Back at School!

A story about the future of teaching in a coronavirus world.

Thank the stars and the powers that be! We’re back in school! I am so excited: I finally get to be in the same room with my students!

Wearing a mask handmade by a friend.


It was tough working with students through a screen, especially since our school day was shortened and screen time was limited to 150 minutes a day, while our curriculum of course did not get any smaller. We had more to do: we taught how to wash hands, wear masks, use a device appropriately, where to pick up food, and how to describe and improve one’s emotional well-being, among other duties.

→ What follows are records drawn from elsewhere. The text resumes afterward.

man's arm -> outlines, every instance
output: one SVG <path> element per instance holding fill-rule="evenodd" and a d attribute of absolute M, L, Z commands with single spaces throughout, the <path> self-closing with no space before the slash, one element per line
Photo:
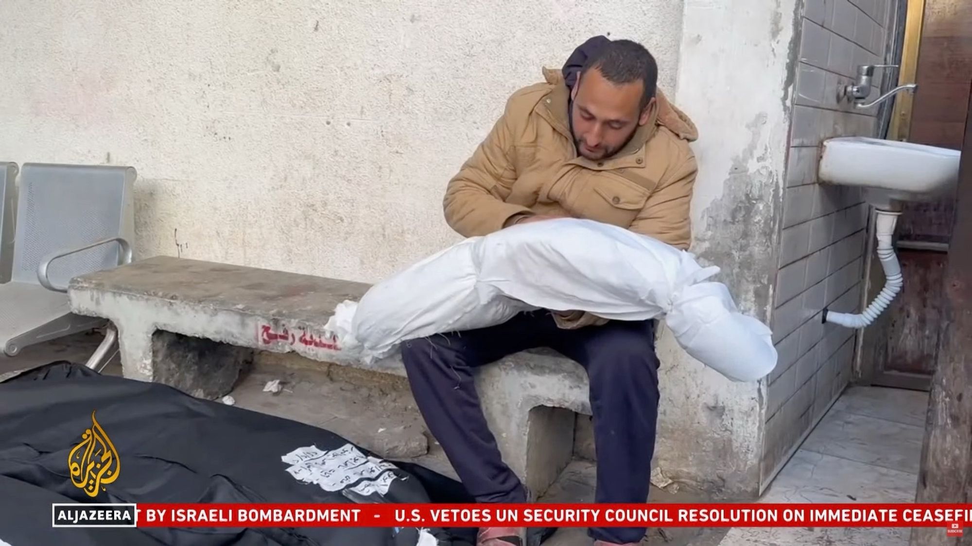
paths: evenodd
<path fill-rule="evenodd" d="M 533 214 L 527 207 L 504 202 L 516 182 L 509 160 L 514 141 L 510 122 L 507 101 L 503 117 L 446 188 L 445 221 L 464 237 L 488 235 Z"/>
<path fill-rule="evenodd" d="M 659 183 L 629 229 L 687 249 L 692 240 L 689 205 L 698 170 L 695 155 L 689 154 Z"/>

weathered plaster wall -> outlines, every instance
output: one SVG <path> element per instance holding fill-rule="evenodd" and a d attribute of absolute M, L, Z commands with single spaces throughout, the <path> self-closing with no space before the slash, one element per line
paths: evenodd
<path fill-rule="evenodd" d="M 585 39 L 675 85 L 681 2 L 0 2 L 0 160 L 138 169 L 138 256 L 377 281 L 457 240 L 448 179 Z"/>
<path fill-rule="evenodd" d="M 768 321 L 794 1 L 7 0 L 0 159 L 134 165 L 139 256 L 373 282 L 457 240 L 444 185 L 504 98 L 609 32 L 698 124 L 694 250 Z M 661 468 L 753 493 L 765 387 L 659 354 Z"/>
<path fill-rule="evenodd" d="M 758 7 L 757 7 L 758 5 Z M 741 309 L 769 322 L 793 80 L 796 0 L 685 0 L 676 100 L 699 126 L 693 252 Z M 759 484 L 765 385 L 730 383 L 666 333 L 659 465 L 749 496 Z M 691 469 L 692 475 L 684 474 Z"/>

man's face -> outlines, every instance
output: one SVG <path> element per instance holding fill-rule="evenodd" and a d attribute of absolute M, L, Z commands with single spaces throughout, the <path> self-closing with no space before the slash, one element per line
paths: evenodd
<path fill-rule="evenodd" d="M 628 144 L 638 127 L 648 120 L 654 98 L 641 108 L 643 84 L 613 84 L 592 68 L 571 91 L 573 140 L 577 152 L 592 160 L 604 159 Z"/>

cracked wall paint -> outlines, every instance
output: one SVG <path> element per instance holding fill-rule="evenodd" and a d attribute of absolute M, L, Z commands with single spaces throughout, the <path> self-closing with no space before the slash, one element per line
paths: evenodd
<path fill-rule="evenodd" d="M 685 0 L 676 102 L 699 127 L 693 245 L 740 308 L 769 322 L 790 106 L 796 0 Z M 729 383 L 665 331 L 656 462 L 730 497 L 759 489 L 765 385 Z"/>
<path fill-rule="evenodd" d="M 364 282 L 459 240 L 446 183 L 509 93 L 587 38 L 643 41 L 674 89 L 682 15 L 680 0 L 43 4 L 0 3 L 4 160 L 135 166 L 136 258 Z"/>
<path fill-rule="evenodd" d="M 589 36 L 642 40 L 701 132 L 693 250 L 766 314 L 795 0 L 31 7 L 0 4 L 7 160 L 135 166 L 136 257 L 364 282 L 458 240 L 442 190 L 509 92 Z M 761 387 L 728 384 L 668 332 L 659 355 L 665 472 L 752 489 Z"/>

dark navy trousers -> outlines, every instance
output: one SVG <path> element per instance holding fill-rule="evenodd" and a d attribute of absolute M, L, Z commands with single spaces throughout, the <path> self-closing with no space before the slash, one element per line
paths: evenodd
<path fill-rule="evenodd" d="M 645 502 L 658 418 L 654 322 L 610 322 L 568 330 L 549 312 L 488 328 L 406 341 L 401 355 L 430 431 L 479 502 L 524 502 L 479 405 L 472 368 L 538 347 L 578 362 L 590 380 L 597 451 L 595 502 Z M 639 542 L 643 528 L 592 529 L 608 542 Z"/>

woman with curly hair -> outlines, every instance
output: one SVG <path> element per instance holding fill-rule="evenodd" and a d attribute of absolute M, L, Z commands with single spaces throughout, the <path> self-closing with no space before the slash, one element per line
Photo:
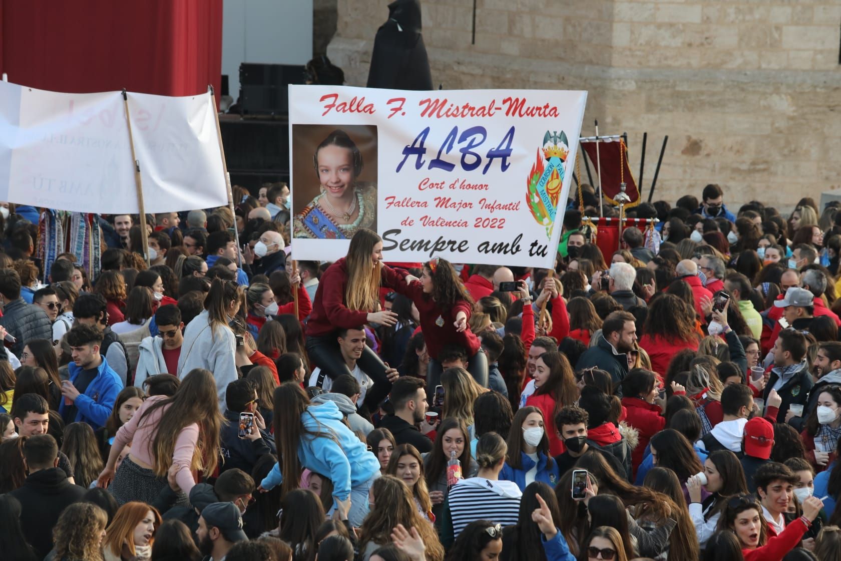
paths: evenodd
<path fill-rule="evenodd" d="M 414 527 L 426 547 L 427 561 L 443 561 L 444 548 L 435 528 L 418 512 L 409 487 L 393 475 L 383 475 L 371 486 L 371 512 L 359 529 L 360 558 L 368 561 L 380 546 L 391 542 L 392 530 L 398 524 Z M 500 536 L 501 537 L 501 536 Z"/>
<path fill-rule="evenodd" d="M 426 386 L 438 385 L 442 370 L 438 353 L 445 344 L 455 343 L 468 352 L 470 374 L 481 387 L 487 388 L 488 359 L 481 351 L 479 338 L 468 325 L 473 301 L 452 264 L 446 259 L 433 258 L 424 263 L 420 280 L 410 277 L 407 282 L 398 283 L 394 288 L 397 293 L 411 299 L 418 310 L 430 356 Z M 505 313 L 501 320 L 505 320 Z"/>
<path fill-rule="evenodd" d="M 664 375 L 674 353 L 686 348 L 698 350 L 695 310 L 674 294 L 652 299 L 639 346 L 648 353 L 654 372 Z"/>
<path fill-rule="evenodd" d="M 103 561 L 102 542 L 108 515 L 96 505 L 74 503 L 53 527 L 56 561 Z"/>
<path fill-rule="evenodd" d="M 558 351 L 542 354 L 535 368 L 534 386 L 534 394 L 526 400 L 526 405 L 533 405 L 542 411 L 549 453 L 554 457 L 564 450 L 563 441 L 558 435 L 560 427 L 555 426 L 555 414 L 564 405 L 575 403 L 579 395 L 575 374 L 566 356 Z"/>
<path fill-rule="evenodd" d="M 102 294 L 108 303 L 108 325 L 125 320 L 125 279 L 119 271 L 103 271 L 93 287 L 94 294 Z"/>

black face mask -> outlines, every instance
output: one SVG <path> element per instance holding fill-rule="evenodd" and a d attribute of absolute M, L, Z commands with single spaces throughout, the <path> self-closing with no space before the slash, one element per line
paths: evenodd
<path fill-rule="evenodd" d="M 587 437 L 573 437 L 563 441 L 567 450 L 578 453 L 587 445 Z"/>
<path fill-rule="evenodd" d="M 722 211 L 722 205 L 720 204 L 710 204 L 706 207 L 706 214 L 710 216 L 718 216 L 718 213 Z"/>

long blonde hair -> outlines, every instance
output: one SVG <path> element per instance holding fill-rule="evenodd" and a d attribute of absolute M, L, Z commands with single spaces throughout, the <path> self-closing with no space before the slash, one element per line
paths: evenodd
<path fill-rule="evenodd" d="M 468 426 L 473 424 L 473 402 L 484 393 L 467 370 L 459 367 L 447 368 L 441 375 L 444 387 L 444 410 L 442 416 L 458 417 Z"/>
<path fill-rule="evenodd" d="M 191 370 L 172 397 L 157 401 L 143 411 L 139 426 L 148 422 L 146 417 L 157 409 L 163 409 L 163 412 L 155 437 L 148 443 L 149 453 L 155 458 L 155 474 L 167 476 L 172 464 L 178 434 L 193 423 L 198 425 L 199 430 L 190 469 L 203 471 L 205 476 L 213 474 L 219 462 L 220 430 L 225 422 L 219 410 L 219 395 L 213 374 L 204 368 Z"/>
<path fill-rule="evenodd" d="M 432 511 L 432 501 L 429 498 L 429 488 L 426 486 L 426 479 L 424 477 L 423 458 L 417 448 L 411 444 L 400 444 L 394 448 L 394 451 L 391 453 L 391 458 L 389 459 L 389 465 L 385 468 L 385 473 L 396 477 L 397 464 L 400 463 L 400 458 L 403 456 L 411 456 L 417 460 L 418 468 L 420 470 L 420 477 L 418 479 L 417 483 L 412 486 L 411 491 L 415 498 L 417 499 L 417 501 L 420 503 L 420 508 L 423 509 L 423 511 L 431 512 Z"/>
<path fill-rule="evenodd" d="M 371 485 L 374 505 L 359 529 L 360 549 L 368 542 L 378 545 L 391 542 L 392 529 L 398 524 L 415 527 L 426 546 L 427 561 L 443 561 L 444 548 L 434 527 L 421 518 L 406 484 L 394 475 L 383 475 Z"/>
<path fill-rule="evenodd" d="M 379 280 L 383 263 L 371 264 L 374 246 L 382 241 L 376 232 L 362 228 L 351 239 L 345 262 L 347 266 L 347 284 L 345 287 L 345 305 L 354 311 L 372 312 L 379 303 Z"/>

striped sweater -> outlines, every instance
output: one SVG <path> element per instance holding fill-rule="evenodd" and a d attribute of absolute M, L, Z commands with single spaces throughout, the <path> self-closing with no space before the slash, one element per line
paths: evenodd
<path fill-rule="evenodd" d="M 502 526 L 517 523 L 522 491 L 512 481 L 483 477 L 462 479 L 450 490 L 447 502 L 455 537 L 470 522 L 489 520 Z"/>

It seemed like every week there was an additional way for educators to extend a helping hand through the screen.


Because so many students enrolled in e-learning and home-school programs, I ended up being the only 5th grade teacher in the school. So, no teaching partner to bounce ideas off of. At first this was all right. I’d still see colleagues in the school building, and before the expectations and anxieties became too intense, I could find people to join me in a video meeting for an idea exchange or just to vent and commiserate. Thank goodness I am naturally an introvert or I would have gone off of the deep end and other teachers on staff would have had to absorb my students into their digital classrooms.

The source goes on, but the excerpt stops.